3 Replies Latest reply: Jan 20, 2013 3:55 AM by 973995 RSS

    index selectivity

    793965
      Hi gems..good afternoon..

      I was reading the chapter Indexes in the book of Tom Kyte's Oracle Expert Database Architecture. There I clearly understood the fact that we should use B Tree index when we want to access very small percentage of rows from a table through the index or if we want to access large percentage of rows which are retrievable from the index entirely.

      Now a situation came in my mind (may be its a very silly question but I am not getting it, please help me)...

      Suppose in a table of eighty thousand rows there are several columns and one column has total five distinct values (which is very less and we should not use index). But on the other hand, among those five distinct values, three of them appeared for very less number of times (in 80000 rows, they appear only for 10 to 20 times) and rest two distinct values appeared a lot of times.

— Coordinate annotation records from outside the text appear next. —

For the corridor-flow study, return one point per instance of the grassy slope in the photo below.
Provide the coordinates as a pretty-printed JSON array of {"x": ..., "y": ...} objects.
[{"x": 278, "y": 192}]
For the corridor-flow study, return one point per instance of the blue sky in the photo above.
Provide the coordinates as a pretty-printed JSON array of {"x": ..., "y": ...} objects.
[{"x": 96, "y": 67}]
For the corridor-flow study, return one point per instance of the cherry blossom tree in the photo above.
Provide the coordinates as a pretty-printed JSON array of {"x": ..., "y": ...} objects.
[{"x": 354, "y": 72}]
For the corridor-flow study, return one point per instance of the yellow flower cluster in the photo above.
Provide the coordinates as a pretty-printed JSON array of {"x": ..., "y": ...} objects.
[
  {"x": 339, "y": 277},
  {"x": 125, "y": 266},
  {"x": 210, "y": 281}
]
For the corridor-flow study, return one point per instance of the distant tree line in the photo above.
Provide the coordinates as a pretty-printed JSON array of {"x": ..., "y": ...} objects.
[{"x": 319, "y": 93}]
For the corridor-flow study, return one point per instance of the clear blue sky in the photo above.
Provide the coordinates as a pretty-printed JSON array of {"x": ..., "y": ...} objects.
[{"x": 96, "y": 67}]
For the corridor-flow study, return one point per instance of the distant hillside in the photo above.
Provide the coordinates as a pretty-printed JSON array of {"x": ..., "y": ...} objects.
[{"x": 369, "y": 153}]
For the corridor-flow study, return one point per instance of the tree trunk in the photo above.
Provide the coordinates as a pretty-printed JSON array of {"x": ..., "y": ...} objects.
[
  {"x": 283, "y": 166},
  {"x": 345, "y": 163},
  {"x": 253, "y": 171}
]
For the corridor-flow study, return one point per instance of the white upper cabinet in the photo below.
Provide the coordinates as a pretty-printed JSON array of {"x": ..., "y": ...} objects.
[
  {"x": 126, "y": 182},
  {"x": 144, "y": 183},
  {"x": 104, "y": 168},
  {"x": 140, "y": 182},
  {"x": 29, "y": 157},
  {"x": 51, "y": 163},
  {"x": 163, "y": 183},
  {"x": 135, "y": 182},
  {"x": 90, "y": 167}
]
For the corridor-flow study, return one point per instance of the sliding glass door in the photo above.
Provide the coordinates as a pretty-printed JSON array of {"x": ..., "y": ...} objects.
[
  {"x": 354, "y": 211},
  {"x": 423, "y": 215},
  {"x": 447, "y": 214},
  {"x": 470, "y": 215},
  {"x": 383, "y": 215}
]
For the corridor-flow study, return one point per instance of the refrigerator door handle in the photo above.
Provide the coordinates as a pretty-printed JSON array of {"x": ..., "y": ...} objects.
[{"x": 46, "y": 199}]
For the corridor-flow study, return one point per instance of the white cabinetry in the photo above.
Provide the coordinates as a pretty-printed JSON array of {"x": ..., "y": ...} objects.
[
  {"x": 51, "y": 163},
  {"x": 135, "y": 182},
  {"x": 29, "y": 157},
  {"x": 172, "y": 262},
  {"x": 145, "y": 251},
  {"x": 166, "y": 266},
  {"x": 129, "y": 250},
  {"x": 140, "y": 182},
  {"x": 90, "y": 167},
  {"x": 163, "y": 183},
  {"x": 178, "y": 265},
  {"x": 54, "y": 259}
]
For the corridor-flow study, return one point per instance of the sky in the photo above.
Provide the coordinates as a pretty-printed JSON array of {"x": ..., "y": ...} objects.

      Now in this case, an index on that column will be beneficial if we access those three values which appeared less number of times and the same index will be disastrous for the other two values.

      So, what should we do in this case...please help.

      Thanks in advance.
        • 1. Re: index selectivity
          Harmandeep Singh
          The solution for you problem is as below
          1. Create histogram on this highly skewed column
          2. To use the index use the literal values when the column is referenced in WHERE clause

          select * from tab1 where c1=4;

          HTH

          Thanks,
          Harman
          • 2. Re: index selectivity
            Jonathan Lewis
            gogol wrote:

            Now a situation came in my mind (may be its a very silly question but I am not getting it, please help me)...
            Congratulations for reading something and taking the time to come up with a thought experiment to question what you've read. In fact your scenario is quite common and not a silly question at all.

            >
            Suppose in a table of eighty thousand rows there are several columns and one column has total five distinct values (which is very less and we should not use index). But on the other hand, among those five distinct values, three of them appeared for very less number of times (in 80000 rows, they appear only for 10 to 20 times) and rest two distinct values appeared a lot of times.

            Now in this case, an index on that column will be beneficial if we access those three values which appeared less number of times and the same index will be disastrous for the other two values.
            80,000 isn't a particularly large table - the last time I saw this the table held several million rows with 2 common values and 4 or 5 values which tended to hold 10 to 100 rows each, and only temporarily. (See http://jonathanlewis.wordpress.com/2009/04/23/histogram-change/ )

            The histogram with literals in the SQL is one (perfectly valid) approach - but if you do that you have to be very careful with the histogram in case Oracle manages to sample a histogram that only sees the two popular values. The solution to that would be to ensure that you could create a representative histogram using some pl/sql ( See http://jonathanlewis.wordpress.com/2009/05/28/frequency-histograms/ )

            (Updated - I hit "post" when I meant to hit "Preview")

            An alternative that is much nicer if you can modify the application code is to create a function-based index (or a virtual column with an index in 11g) to hide the popular values, e.g.:
            create index t1_f1 on t1(
               (case flag_col
               when 'X' then null
               when 'Y' then null
                            else flag_col
               end
               )
            )
            (I may have got the syntax a bit wrong - I'm not near a database at present.)
            This index will be tiny as it holds only the rare values that you'd typically be interested in - which also means it reduces the index maintenance costs, of course.

            The side effect is that your client code has to know that queries for X or Y have to use predicates of the form flag_col = 'Y', while queries for all other values should use "case ... end = value".

            Regards
            Jonathan Lewis
            • 3. Re: index selectivity
              973995
              >
              Now a situation came in my mind (may be its a very silly question but I am not getting it, please help me)...
              >

              Perfect question. I did learn new things owing to you. Thanks to you.